Township in Ohio, US

Berlin Township is one of the eighteen townships of Delaware County, Ohio, United States. The population at the 2020 census was 9,344.

==Geography==
Located in the center of the county, it borders the following townships:
- Brown Township - north
- Kingston Township - northeast corner
- Berkshire Township - east
- Genoa Township - southeast corner
- Orange Township - south
- Liberty Township - southwest
- Delaware Township - northwest

A small part of the city of Delaware, the county seat of Delaware County, is located in northwestern Berlin Township.

==Name and history==
Statewide, other Berlin Townships are located in Erie, Holmes, Knox, and Mahoning counties.

==Demographics==

===2020 census===

Powell racial composition
| Race | Number | Percentage |
|---|---|---|
| White (NH) | 7,068 | 76.0% |
| Black or African American (NH) | 349 | 3.74% |
| Native American (NH) | 17 | 0.18% |
| Asian (NH) | 846 | 9.05% |
| Pacific Islander (NH) | 3 | 0.03% |
| Other/mixed | 704 | 7.53% |
| Hispanic or Latino | 327 | 3.50% |

==Government==
The township is governed by a three-member board of trustees, who are elected in November of odd-numbered years to a four-year term beginning on the following January 1. Two are elected in the year after the presidential election and one is elected in the year before it.

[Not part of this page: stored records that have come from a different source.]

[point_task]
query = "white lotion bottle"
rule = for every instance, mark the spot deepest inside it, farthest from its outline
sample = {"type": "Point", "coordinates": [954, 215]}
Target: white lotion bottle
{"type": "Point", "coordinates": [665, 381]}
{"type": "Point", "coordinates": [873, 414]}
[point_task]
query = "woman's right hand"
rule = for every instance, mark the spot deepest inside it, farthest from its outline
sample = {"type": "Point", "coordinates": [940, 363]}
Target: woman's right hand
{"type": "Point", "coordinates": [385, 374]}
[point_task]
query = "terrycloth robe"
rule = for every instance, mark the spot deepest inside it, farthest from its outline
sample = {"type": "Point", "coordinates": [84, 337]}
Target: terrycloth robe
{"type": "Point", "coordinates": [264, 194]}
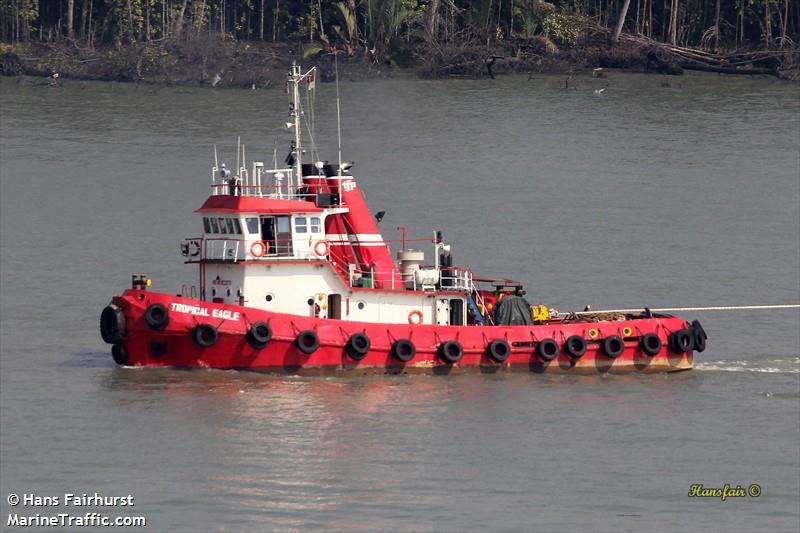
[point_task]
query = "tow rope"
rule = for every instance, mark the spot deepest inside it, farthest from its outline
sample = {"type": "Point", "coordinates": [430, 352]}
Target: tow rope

There is also an elected township fiscal officer, who serves a four-year term beginning on April 1 of the year after the election, which is held in November of the year before the presidential election. Vacancies in the fiscal officership or on the board of trustees are filled by the remaining trustees.

==Public services==
Emergency medical services in Berlin Township are provided by the Delaware County EMS.